You are viewing a plain text version of this content. The canonical link for it is here.
Posted to commits@spark.apache.org by gu...@apache.org on 2020/06/01 11:10:48 UTC
[spark] branch branch-2.4 updated: [SPARK-31854][SQL][2.4] Invoke
in MapElementsExec should not propagate null
This is an automated email from the ASF dual-hosted git repository.
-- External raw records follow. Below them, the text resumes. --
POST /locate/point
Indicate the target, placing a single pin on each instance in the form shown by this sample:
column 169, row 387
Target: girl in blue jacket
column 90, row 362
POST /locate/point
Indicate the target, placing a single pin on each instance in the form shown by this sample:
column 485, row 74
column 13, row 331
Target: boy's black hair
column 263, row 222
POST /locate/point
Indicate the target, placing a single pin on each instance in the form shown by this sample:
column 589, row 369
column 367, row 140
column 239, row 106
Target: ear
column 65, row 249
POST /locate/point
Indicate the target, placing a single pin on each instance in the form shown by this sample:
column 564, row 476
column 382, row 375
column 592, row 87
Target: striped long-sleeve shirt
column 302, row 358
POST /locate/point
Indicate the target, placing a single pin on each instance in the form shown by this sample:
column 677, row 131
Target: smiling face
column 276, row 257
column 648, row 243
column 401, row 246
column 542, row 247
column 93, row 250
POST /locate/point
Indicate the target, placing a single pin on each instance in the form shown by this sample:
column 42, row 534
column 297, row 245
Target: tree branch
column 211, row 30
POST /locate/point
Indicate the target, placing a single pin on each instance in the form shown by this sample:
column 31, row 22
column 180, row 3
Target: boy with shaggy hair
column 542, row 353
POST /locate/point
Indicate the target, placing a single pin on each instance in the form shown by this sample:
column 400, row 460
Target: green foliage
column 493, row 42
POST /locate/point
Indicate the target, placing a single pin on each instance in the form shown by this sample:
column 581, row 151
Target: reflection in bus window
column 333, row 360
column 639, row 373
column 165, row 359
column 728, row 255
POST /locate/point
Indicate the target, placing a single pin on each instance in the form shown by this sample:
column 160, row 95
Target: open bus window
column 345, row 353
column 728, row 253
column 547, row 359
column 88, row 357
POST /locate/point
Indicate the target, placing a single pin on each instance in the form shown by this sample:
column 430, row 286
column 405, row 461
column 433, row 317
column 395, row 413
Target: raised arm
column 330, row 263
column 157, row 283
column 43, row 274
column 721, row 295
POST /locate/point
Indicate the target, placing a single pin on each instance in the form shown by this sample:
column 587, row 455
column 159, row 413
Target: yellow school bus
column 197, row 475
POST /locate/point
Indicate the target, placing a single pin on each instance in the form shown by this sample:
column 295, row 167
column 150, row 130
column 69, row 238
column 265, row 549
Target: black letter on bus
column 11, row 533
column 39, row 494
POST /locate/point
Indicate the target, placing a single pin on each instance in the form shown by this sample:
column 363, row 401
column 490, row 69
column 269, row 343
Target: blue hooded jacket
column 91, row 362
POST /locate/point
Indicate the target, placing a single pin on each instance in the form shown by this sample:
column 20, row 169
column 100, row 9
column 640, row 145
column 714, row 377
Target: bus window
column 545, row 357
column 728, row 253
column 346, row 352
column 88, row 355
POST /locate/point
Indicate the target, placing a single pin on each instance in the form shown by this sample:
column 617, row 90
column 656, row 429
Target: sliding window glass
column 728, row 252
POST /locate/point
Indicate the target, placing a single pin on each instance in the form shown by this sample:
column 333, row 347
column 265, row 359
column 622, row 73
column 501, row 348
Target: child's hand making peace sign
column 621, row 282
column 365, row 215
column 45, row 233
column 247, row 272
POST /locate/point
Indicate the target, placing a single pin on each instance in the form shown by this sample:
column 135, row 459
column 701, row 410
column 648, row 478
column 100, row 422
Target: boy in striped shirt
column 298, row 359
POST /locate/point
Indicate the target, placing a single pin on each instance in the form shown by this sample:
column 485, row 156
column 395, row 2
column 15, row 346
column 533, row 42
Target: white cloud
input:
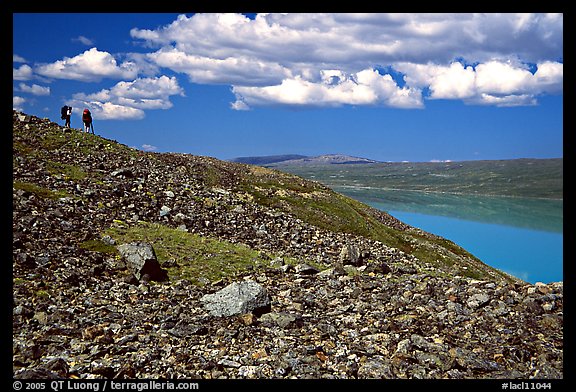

gurwls223 pushed a commit to branch branch-2.4
in repository https://gitbox.apache.org/repos/asf/spark.git
The following commit(s) were added to refs/heads/branch-2.4 by this push:
new 6f6dcc8 [SPARK-31854][SQL][2.4] Invoke in MapElementsExec should not propagate null
6f6dcc8 is described below
commit 6f6dcc8eccacd3a567c08789c53ceae8fbc124de
Author: Takeshi Yamamuro <ya...@apache.org>
AuthorDate: Mon Jun 1 20:09:09 2020 +0900
[SPARK-31854][SQL][2.4] Invoke in MapElementsExec should not propagate null
### What changes were proposed in this pull request?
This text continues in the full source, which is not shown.